When Leopold was arranging the publication of his treatise on musical instruction, Violinschule, with Johann Jakob Lotter, a friend and printer in his home town of Augsburg. He broke the good news to Lotter in a letter that February 9: ". . . I must inform [you] that on 27 January, at 8 p.m., my dear wife was happily delivered of a boy; but the placenta had to be removed. She was therefore astonishingly weak. Now, however (God be praised) both child and mother are well. She sends her regards to you both. The boy is called Joannes Chrisostomos, Wolfgang, Gotlieb."
On the Roman Catholic calendar, January 27 belonged to St. John Chrysostom, Patriarch of Constantinople and patron saint of orators. Gotlieb is "beloved of God"; in Latin, Amadeus. Wolfgang was in honor of his maternal grandfather, Wolfgang Nikolaus Pertl. As a grown man he would sign himself "Wolfgang Amadé Mozart," or just "Mozart." But for now he was b3a Wolfgang, or more affectionately, "Wolfgangerl."

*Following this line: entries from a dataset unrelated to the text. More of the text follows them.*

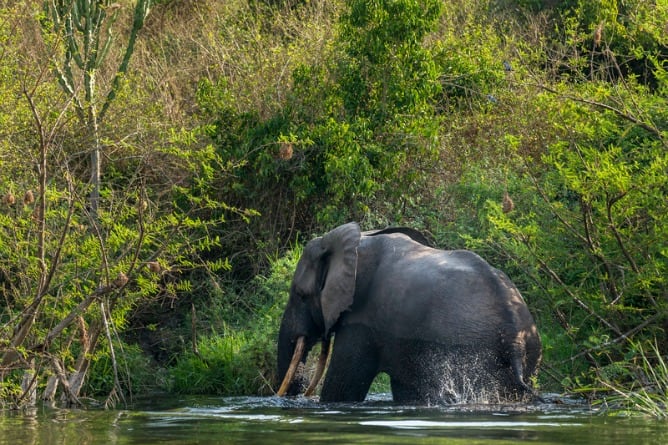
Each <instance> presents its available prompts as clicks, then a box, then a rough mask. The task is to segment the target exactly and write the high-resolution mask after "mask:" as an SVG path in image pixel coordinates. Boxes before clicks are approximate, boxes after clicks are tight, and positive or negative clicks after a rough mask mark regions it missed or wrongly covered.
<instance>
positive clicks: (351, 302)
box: [320, 222, 361, 334]
mask: <svg viewBox="0 0 668 445" xmlns="http://www.w3.org/2000/svg"><path fill="white" fill-rule="evenodd" d="M360 237H361V232H360V228H359V226H358V225H357V223H354V222H353V223H348V224H344V225H342V226H339V227H337V228H336V229H334V230H332V231H331V232H329V233H327V234H325V235H324V236H323V237H322V247H323V249H324V250H325V251H326V255H325V256H326V257H327V259H326V260H325V261H326V263H327V269H326V272H325V275H324V279H323V282H322V283H321V285H322V290H321V293H320V299H321V304H322V315H323V318H324V320H325V334H328V333H329V331H330V329H331V328H332V326H334V324H336V321H337V320H338V319H339V316H340V315H341V313H342V312H343V311H345V310H347V309H348V308H350V306H352V304H353V296H354V294H355V279H356V275H357V246H359V243H360Z"/></svg>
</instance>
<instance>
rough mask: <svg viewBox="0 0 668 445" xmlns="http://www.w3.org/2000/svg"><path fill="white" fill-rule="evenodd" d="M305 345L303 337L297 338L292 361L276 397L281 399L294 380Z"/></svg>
mask: <svg viewBox="0 0 668 445" xmlns="http://www.w3.org/2000/svg"><path fill="white" fill-rule="evenodd" d="M305 343H306V341H305V338H304V336H301V337H299V338H297V343H296V344H295V352H294V353H293V354H292V360H291V361H290V366H288V370H287V372H286V373H285V377H284V378H283V382H282V383H281V386H280V388H278V391H277V392H276V395H277V396H279V397H283V396H284V395H285V393H286V392H287V391H288V388H289V387H290V385H291V384H292V380H293V379H294V378H295V371H297V366H298V365H299V361H300V360H301V359H302V355H304V344H305Z"/></svg>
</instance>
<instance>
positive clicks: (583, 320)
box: [0, 0, 668, 407]
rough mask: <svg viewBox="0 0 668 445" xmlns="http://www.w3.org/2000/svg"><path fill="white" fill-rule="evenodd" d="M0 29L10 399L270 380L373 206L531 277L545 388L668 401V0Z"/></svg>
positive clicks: (1, 338) (7, 319) (111, 399)
mask: <svg viewBox="0 0 668 445" xmlns="http://www.w3.org/2000/svg"><path fill="white" fill-rule="evenodd" d="M0 45H1V46H0V196H1V197H2V202H1V203H0V376H1V379H0V406H3V407H20V406H25V405H31V404H34V403H36V402H37V401H38V400H40V399H44V400H47V401H57V402H58V403H61V404H66V405H81V404H86V403H89V402H91V401H95V402H94V403H103V404H105V405H106V406H113V405H114V404H116V403H118V402H119V401H120V402H128V401H130V400H131V397H132V396H133V395H137V394H141V393H146V392H150V391H155V390H162V391H171V392H189V393H205V394H225V395H231V394H262V395H267V394H272V393H273V388H275V386H276V382H275V341H276V331H277V324H278V321H279V318H280V315H281V311H282V307H283V305H284V303H285V301H286V294H287V289H288V287H289V282H290V279H291V274H292V271H293V270H294V266H295V264H296V261H297V259H298V258H299V254H300V246H301V245H302V244H303V243H304V242H306V241H308V240H309V239H310V238H311V237H313V236H316V235H319V234H322V233H323V232H325V231H328V230H330V229H331V228H332V227H334V226H336V225H338V224H340V223H344V222H347V221H350V220H357V221H359V222H360V223H361V224H362V226H363V227H364V228H365V229H371V228H379V227H385V226H388V225H407V226H411V227H414V228H417V229H420V230H422V231H424V232H425V233H427V234H428V235H429V236H430V237H431V238H432V239H433V240H434V241H435V244H436V245H438V246H440V247H442V248H468V249H472V250H475V251H476V252H478V253H480V254H481V255H482V256H483V257H485V258H486V259H487V260H488V261H489V262H490V263H492V264H493V265H495V266H497V267H499V268H501V269H503V270H505V271H506V272H507V273H508V275H509V276H510V277H511V278H512V279H513V281H514V282H515V283H516V284H517V285H518V287H519V288H520V289H521V291H522V293H523V295H524V296H525V299H526V300H527V302H528V304H529V307H530V308H531V310H532V312H533V314H534V316H535V317H536V320H537V324H538V327H539V330H540V331H541V334H542V338H543V342H544V360H543V366H542V370H541V376H540V378H539V380H538V381H537V382H536V384H537V385H539V386H540V388H541V390H543V391H556V392H562V391H568V392H579V393H582V394H584V395H586V396H588V397H591V398H592V399H597V398H599V397H602V396H617V397H619V398H620V399H622V400H626V399H625V397H626V398H628V396H629V394H634V395H638V394H640V395H641V396H643V397H647V398H648V399H649V400H663V401H664V402H663V403H665V400H666V391H667V388H668V371H667V370H666V363H667V362H668V360H666V355H667V354H668V341H667V339H666V333H665V332H666V329H667V328H668V312H667V308H668V286H667V284H666V275H667V272H668V270H667V269H668V267H667V266H668V242H667V240H668V203H667V201H666V195H667V194H668V183H667V181H666V174H667V173H668V171H667V170H668V157H667V152H668V103H667V97H668V75H667V73H666V67H665V65H666V57H667V55H668V3H667V2H666V1H664V0H657V1H649V0H629V1H624V2H621V1H614V0H600V1H599V0H597V1H585V0H572V1H565V2H553V1H539V0H536V1H529V0H526V1H507V0H476V1H462V0H444V1H439V0H423V1H417V0H381V1H375V2H369V1H364V0H334V1H323V0H305V1H300V0H230V1H225V2H219V1H214V0H202V1H189V0H162V1H159V0H156V1H149V0H138V1H130V0H120V1H117V2H111V1H97V2H96V1H89V0H47V1H45V2H42V1H0ZM379 385H381V386H382V382H379Z"/></svg>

Not much is known of Wolfgang’s very early life. Probably, his father concentrated on his court career and on teaching. Certainly he tutored Maria Anna, who the family called Nannerl. When she reached the age of seven, Leopold began to instruct her on the clavier -- and soon discovered to his keen satisfaction that she had a gift for music. He continued the girl’s studies, challenging her with a series of exercises that he wrote out for her in a notebook that he titled Pour le clavecin, ce Livre appartient à Mademoiselle Marie-Anne Mozartin 1759.

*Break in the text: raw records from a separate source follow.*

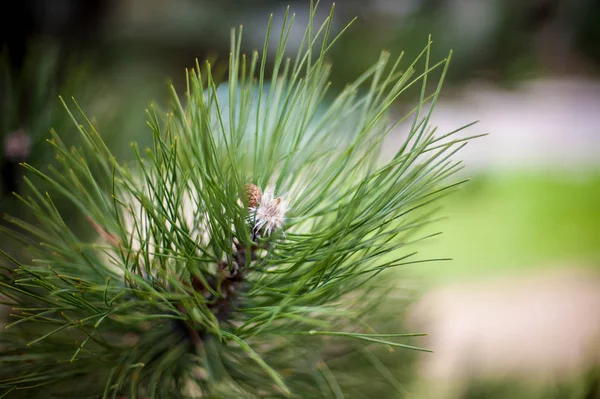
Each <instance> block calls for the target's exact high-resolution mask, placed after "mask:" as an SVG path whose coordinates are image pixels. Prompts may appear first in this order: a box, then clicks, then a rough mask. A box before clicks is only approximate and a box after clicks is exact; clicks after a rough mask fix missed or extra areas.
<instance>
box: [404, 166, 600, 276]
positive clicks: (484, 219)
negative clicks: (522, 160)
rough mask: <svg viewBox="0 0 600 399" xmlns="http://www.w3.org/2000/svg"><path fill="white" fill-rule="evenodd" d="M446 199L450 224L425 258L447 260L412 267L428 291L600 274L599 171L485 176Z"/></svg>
mask: <svg viewBox="0 0 600 399" xmlns="http://www.w3.org/2000/svg"><path fill="white" fill-rule="evenodd" d="M443 201H445V202H444V204H443V206H444V208H443V210H442V212H441V214H442V215H443V216H446V217H447V218H446V219H444V220H442V221H441V222H437V223H435V224H434V225H432V226H430V231H431V232H437V231H441V232H443V234H442V235H440V236H438V237H435V238H433V239H431V240H427V241H426V242H424V243H423V244H422V245H421V246H420V248H419V250H420V255H421V257H442V258H445V257H450V258H452V259H453V260H452V261H449V262H434V263H424V264H417V265H413V266H410V270H409V272H410V273H416V274H417V275H418V276H420V277H422V279H423V280H424V282H425V283H426V284H428V285H435V284H440V283H445V282H450V281H457V280H461V281H462V280H466V279H472V278H473V279H474V278H478V277H482V276H485V275H490V274H497V273H515V272H521V271H530V270H532V269H534V268H547V267H552V266H560V265H567V266H568V265H570V264H573V265H575V264H585V265H594V266H595V267H599V268H600V171H595V172H585V173H584V172H579V173H575V174H569V173H565V174H564V175H563V174H558V173H555V174H552V173H524V172H512V173H509V172H506V173H486V174H480V175H477V176H475V177H474V178H472V179H471V180H470V181H469V182H468V183H466V184H465V185H464V186H463V187H462V188H461V189H460V190H458V192H456V193H454V194H452V195H451V196H449V197H447V198H446V199H444V200H443Z"/></svg>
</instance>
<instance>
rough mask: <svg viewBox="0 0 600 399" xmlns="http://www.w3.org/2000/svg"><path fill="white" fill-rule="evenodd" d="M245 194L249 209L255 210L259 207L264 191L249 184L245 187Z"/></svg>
mask: <svg viewBox="0 0 600 399" xmlns="http://www.w3.org/2000/svg"><path fill="white" fill-rule="evenodd" d="M244 194H245V195H246V199H247V200H248V207H249V208H255V207H257V206H258V203H259V202H260V200H261V198H262V191H261V190H260V188H259V187H258V186H256V185H254V184H252V183H248V184H246V185H245V186H244Z"/></svg>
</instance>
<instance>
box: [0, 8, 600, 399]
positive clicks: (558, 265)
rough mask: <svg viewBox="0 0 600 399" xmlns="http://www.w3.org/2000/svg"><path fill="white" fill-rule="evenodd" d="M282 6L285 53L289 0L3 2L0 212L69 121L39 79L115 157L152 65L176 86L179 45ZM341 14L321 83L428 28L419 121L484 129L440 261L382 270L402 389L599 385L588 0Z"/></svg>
mask: <svg viewBox="0 0 600 399" xmlns="http://www.w3.org/2000/svg"><path fill="white" fill-rule="evenodd" d="M288 4H289V5H290V6H291V11H292V12H295V13H296V14H297V17H296V24H295V28H294V30H293V31H292V37H291V39H290V45H289V50H290V54H293V53H294V48H295V47H296V46H298V45H299V43H300V40H301V36H302V34H303V31H304V27H305V24H306V22H307V20H308V15H307V12H308V3H307V1H304V0H303V1H294V0H287V1H279V0H254V1H241V0H237V1H236V0H194V1H192V0H177V1H165V0H121V1H116V0H113V1H111V0H88V1H85V2H82V1H77V0H54V1H43V0H21V1H19V2H10V7H5V9H4V11H3V12H2V13H1V14H0V19H1V21H0V32H1V33H0V40H1V44H0V48H1V50H2V54H1V56H0V59H1V65H0V129H1V130H0V134H2V139H3V144H2V153H1V165H0V167H1V172H2V173H1V184H2V194H1V197H0V206H1V207H2V209H1V210H0V211H1V212H2V213H3V214H4V213H10V214H16V215H17V216H21V217H25V218H26V217H27V215H22V214H20V213H22V211H21V212H20V208H19V205H18V203H17V202H16V201H15V200H14V199H13V197H12V196H11V195H10V193H11V192H13V191H17V192H20V191H21V190H24V189H25V188H24V183H23V180H22V177H21V174H22V173H21V171H20V169H19V168H18V167H17V164H18V163H19V162H22V161H27V162H29V163H31V164H33V165H35V166H40V167H42V166H43V165H46V164H48V163H51V162H53V154H52V152H51V151H50V148H49V146H47V145H45V144H44V140H45V139H46V138H47V135H48V130H49V128H50V127H53V128H54V129H56V130H57V131H58V133H59V134H60V135H61V136H62V137H64V138H65V140H67V141H68V140H69V137H70V136H75V134H74V133H75V132H74V128H73V126H72V124H71V121H70V120H69V117H68V114H67V113H66V112H65V111H64V109H63V108H62V106H61V104H60V103H59V101H58V100H57V95H58V94H61V95H62V96H63V97H64V98H65V100H66V101H67V102H69V103H71V102H70V101H71V100H70V98H71V97H72V96H73V97H75V98H76V99H77V102H78V103H79V105H80V106H81V107H82V108H83V110H84V111H85V112H86V114H87V115H89V116H91V117H93V118H94V119H93V123H95V124H96V125H97V126H98V129H99V130H100V132H101V133H102V134H103V135H104V136H105V137H106V140H107V141H108V142H109V143H110V145H111V147H112V148H113V150H114V151H115V153H116V154H117V155H118V156H119V157H122V158H126V157H128V156H130V151H129V142H130V141H134V140H135V141H138V142H141V143H142V145H143V143H144V142H147V141H148V140H149V139H150V132H149V130H148V129H147V128H146V126H145V121H146V115H145V113H144V110H145V109H146V107H147V106H148V104H149V102H150V101H155V102H156V103H157V104H158V105H159V106H160V105H161V104H162V101H164V100H165V98H166V94H167V85H166V83H167V82H172V83H174V84H175V86H176V87H177V88H179V89H180V90H182V89H183V84H184V82H183V78H184V69H185V68H186V67H193V66H194V63H195V59H196V58H198V59H200V60H203V59H206V58H210V59H216V60H226V59H227V55H228V52H229V48H228V46H229V29H230V28H231V27H233V26H237V25H239V24H243V25H244V45H243V48H244V49H245V50H247V51H249V50H252V49H254V48H259V47H262V42H263V40H264V34H265V32H266V22H267V19H268V15H269V13H274V14H275V24H274V30H277V28H278V23H279V26H280V24H281V17H282V15H283V13H284V11H285V8H286V6H287V5H288ZM329 5H330V3H329V2H327V1H323V2H322V4H321V6H320V8H319V12H320V13H321V14H322V15H320V16H318V17H317V19H318V20H322V19H324V18H325V16H326V15H327V13H328V12H329ZM354 16H357V17H358V21H357V22H356V23H355V24H354V25H353V26H352V28H351V29H350V30H349V31H348V32H347V33H346V34H345V35H344V36H343V37H342V38H341V39H340V41H339V42H338V44H337V46H336V47H335V48H334V50H333V52H332V53H331V54H330V59H331V62H332V63H333V65H334V69H333V74H332V77H333V81H332V85H333V88H334V90H337V89H340V88H342V87H343V86H344V84H345V83H346V82H348V81H349V80H351V79H354V78H356V77H358V76H359V75H360V73H362V72H363V71H364V70H365V69H366V68H367V67H368V66H370V65H371V64H372V63H373V62H374V61H375V60H376V59H377V57H378V55H379V51H380V49H382V48H384V49H387V50H389V51H391V52H392V53H394V54H398V53H399V52H400V51H402V50H404V51H406V53H407V58H406V59H410V58H411V57H413V56H416V55H417V54H418V52H419V51H420V50H421V49H422V48H423V47H424V46H425V44H426V41H427V36H428V34H432V35H433V40H434V45H433V51H432V56H433V57H434V59H441V58H443V57H445V56H446V55H447V53H448V51H449V50H450V49H453V50H454V55H453V59H452V64H451V68H450V71H449V75H448V79H447V81H446V83H445V86H444V90H443V91H442V96H441V98H440V100H439V102H438V104H437V106H436V111H435V112H434V117H433V120H432V123H433V124H434V125H438V126H439V131H440V132H442V133H444V132H448V131H451V130H454V129H456V128H458V127H460V126H462V125H464V124H467V123H470V122H472V121H474V120H479V121H480V122H479V123H478V124H477V125H475V126H474V127H472V128H471V129H469V130H468V131H467V133H468V134H476V133H490V135H489V136H487V137H484V138H480V139H477V140H476V141H473V142H471V143H469V145H468V146H467V147H466V148H465V149H464V151H463V152H462V153H460V154H459V157H460V158H461V159H464V161H465V165H466V167H465V169H464V170H463V171H462V172H461V174H463V175H465V176H469V177H470V178H471V181H470V182H469V183H468V184H467V185H465V186H464V187H463V188H462V190H460V191H459V192H458V193H457V194H454V195H453V196H451V197H448V199H447V200H445V202H444V204H443V205H444V209H443V215H445V216H448V218H446V219H445V220H443V221H442V222H440V223H438V224H436V225H435V226H432V229H433V230H434V231H443V232H444V234H443V235H441V236H439V237H436V238H435V239H432V240H430V241H428V242H426V243H425V244H423V245H422V246H421V248H420V250H421V253H422V254H423V257H451V258H453V261H451V262H436V263H431V264H421V265H419V266H412V267H411V268H410V269H408V270H404V271H402V273H403V274H402V275H399V278H401V277H404V276H406V275H408V276H410V277H411V279H412V281H418V292H419V293H418V296H417V298H415V300H414V303H413V304H412V305H411V306H410V307H409V308H408V309H407V311H406V312H404V311H403V312H401V316H402V317H403V320H405V322H406V326H407V327H406V328H407V329H411V330H418V331H425V332H428V333H429V334H430V335H429V337H427V338H426V339H425V340H424V342H422V343H421V344H423V345H425V346H427V347H429V348H431V349H433V350H434V351H435V354H433V355H426V356H424V357H422V358H419V359H417V362H416V363H414V366H411V367H413V370H414V371H415V373H413V374H414V375H413V376H412V378H411V380H410V381H403V382H405V383H406V385H407V386H408V387H409V389H408V392H410V394H406V395H409V396H411V397H415V398H429V397H431V398H446V397H448V398H450V397H456V398H513V397H514V398H519V397H522V398H538V397H539V398H600V393H598V388H599V381H600V379H599V378H598V376H597V374H596V370H597V369H598V368H599V366H600V280H599V278H598V275H597V272H598V271H600V155H599V154H600V112H599V111H600V45H599V44H598V43H600V2H598V1H597V0H488V1H480V0H344V1H339V2H338V4H337V8H336V15H335V20H334V27H335V28H336V29H337V30H340V29H342V28H343V26H344V25H345V24H346V23H347V22H348V21H350V20H351V19H352V18H353V17H354ZM278 17H279V19H278ZM416 95H417V93H416V92H412V93H408V95H407V96H405V97H404V98H402V99H401V100H400V102H399V104H398V105H397V106H396V109H395V111H396V112H398V114H399V115H400V114H402V113H403V111H405V108H406V107H408V106H410V105H411V104H414V101H415V96H416ZM407 128H408V127H402V126H401V127H400V128H398V131H397V132H395V133H394V134H393V135H392V136H390V138H389V143H386V146H385V148H386V149H389V151H390V153H387V152H386V151H384V154H382V157H386V156H390V155H391V151H394V149H397V148H398V146H399V145H400V143H401V141H402V139H403V137H404V134H405V129H407ZM59 206H60V205H59ZM70 222H71V223H73V224H77V223H82V222H81V221H77V220H73V221H70ZM83 223H85V222H83ZM82 234H85V229H84V228H83V224H82Z"/></svg>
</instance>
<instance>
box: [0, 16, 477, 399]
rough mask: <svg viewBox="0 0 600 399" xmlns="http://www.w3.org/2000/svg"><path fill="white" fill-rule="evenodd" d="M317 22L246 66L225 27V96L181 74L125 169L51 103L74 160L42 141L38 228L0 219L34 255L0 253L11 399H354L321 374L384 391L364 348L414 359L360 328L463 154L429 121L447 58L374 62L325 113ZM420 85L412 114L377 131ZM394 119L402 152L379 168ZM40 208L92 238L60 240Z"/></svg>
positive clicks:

The boy’s curiosity was piqued as well. As Nannerl later recalled, the three-year-old Wolfgang "often spent much time at the clavier, picking out thirds, which he was always striking, and his pleasure showed that it sounded good."

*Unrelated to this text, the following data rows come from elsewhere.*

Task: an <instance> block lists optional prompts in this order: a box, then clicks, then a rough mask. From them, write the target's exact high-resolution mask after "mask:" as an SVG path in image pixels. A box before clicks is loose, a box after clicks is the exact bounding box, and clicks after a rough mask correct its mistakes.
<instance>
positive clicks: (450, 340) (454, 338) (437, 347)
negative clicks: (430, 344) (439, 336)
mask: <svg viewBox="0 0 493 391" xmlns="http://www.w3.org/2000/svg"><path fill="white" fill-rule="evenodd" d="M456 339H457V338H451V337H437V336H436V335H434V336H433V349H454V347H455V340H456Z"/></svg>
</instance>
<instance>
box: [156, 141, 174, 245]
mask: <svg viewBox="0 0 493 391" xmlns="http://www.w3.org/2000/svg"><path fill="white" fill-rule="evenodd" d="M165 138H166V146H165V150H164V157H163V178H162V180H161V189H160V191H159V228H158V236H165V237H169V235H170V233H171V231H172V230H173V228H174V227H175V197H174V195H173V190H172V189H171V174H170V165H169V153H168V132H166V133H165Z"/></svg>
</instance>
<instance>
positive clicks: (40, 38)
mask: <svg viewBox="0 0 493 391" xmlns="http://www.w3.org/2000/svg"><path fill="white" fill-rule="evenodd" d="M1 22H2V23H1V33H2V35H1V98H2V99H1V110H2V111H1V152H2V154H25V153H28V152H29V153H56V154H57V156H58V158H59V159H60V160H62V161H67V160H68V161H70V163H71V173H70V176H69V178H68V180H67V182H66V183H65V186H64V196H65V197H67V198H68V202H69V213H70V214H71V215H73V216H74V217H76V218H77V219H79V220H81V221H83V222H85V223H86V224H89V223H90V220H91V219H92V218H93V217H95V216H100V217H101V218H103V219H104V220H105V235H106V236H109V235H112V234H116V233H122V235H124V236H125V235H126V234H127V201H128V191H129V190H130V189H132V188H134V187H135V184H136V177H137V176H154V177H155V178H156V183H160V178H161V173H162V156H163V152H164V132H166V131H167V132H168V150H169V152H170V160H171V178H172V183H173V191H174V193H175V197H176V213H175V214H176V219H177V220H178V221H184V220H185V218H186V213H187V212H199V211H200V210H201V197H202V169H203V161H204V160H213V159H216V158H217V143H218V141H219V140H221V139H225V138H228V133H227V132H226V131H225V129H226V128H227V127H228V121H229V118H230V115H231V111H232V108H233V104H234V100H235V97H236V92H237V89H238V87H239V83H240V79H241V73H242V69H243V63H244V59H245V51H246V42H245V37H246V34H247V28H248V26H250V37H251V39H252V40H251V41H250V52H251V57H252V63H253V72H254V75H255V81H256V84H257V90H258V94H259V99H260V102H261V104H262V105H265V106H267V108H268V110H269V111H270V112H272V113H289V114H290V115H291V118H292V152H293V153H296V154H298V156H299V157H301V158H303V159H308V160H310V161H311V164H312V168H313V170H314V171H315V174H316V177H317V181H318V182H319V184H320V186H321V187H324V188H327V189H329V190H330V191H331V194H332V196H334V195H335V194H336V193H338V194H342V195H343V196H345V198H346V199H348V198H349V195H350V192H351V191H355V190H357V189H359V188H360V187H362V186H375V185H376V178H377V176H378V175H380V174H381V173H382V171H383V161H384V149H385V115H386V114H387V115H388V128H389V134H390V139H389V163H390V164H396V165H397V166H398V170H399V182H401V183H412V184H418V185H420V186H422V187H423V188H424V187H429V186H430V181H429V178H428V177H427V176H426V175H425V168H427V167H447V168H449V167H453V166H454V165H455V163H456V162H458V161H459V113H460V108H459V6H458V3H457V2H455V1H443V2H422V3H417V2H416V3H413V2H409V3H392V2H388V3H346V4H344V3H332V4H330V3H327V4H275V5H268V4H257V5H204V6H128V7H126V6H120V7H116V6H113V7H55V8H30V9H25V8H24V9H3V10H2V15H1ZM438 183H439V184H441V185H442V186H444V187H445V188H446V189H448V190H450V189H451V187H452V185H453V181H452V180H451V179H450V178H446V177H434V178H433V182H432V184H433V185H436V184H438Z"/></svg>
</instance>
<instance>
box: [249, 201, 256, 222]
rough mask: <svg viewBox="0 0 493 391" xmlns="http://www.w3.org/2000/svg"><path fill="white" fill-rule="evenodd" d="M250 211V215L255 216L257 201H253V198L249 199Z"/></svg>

Recognizing his childrens’ special abilities, Leopold began to devote extra effort to their educations -- with an emphasis on musical instruction. He became a loving, but exacting, taskmaster. Some time later, he would somewhat ruefully describe to a correspondent how from a very early age Nannerl and Wolfgang had learned to wear the "iron shirt" of discipline. The children themselves probably never realized that life could be any different. Wolfgang, no doubt, enjoyed the extra attention and found great pleasure in learning -- and in pleasing his father. It was the start of a relationship that he would never quite break free of, and the beginning of a career that would consume him altogether.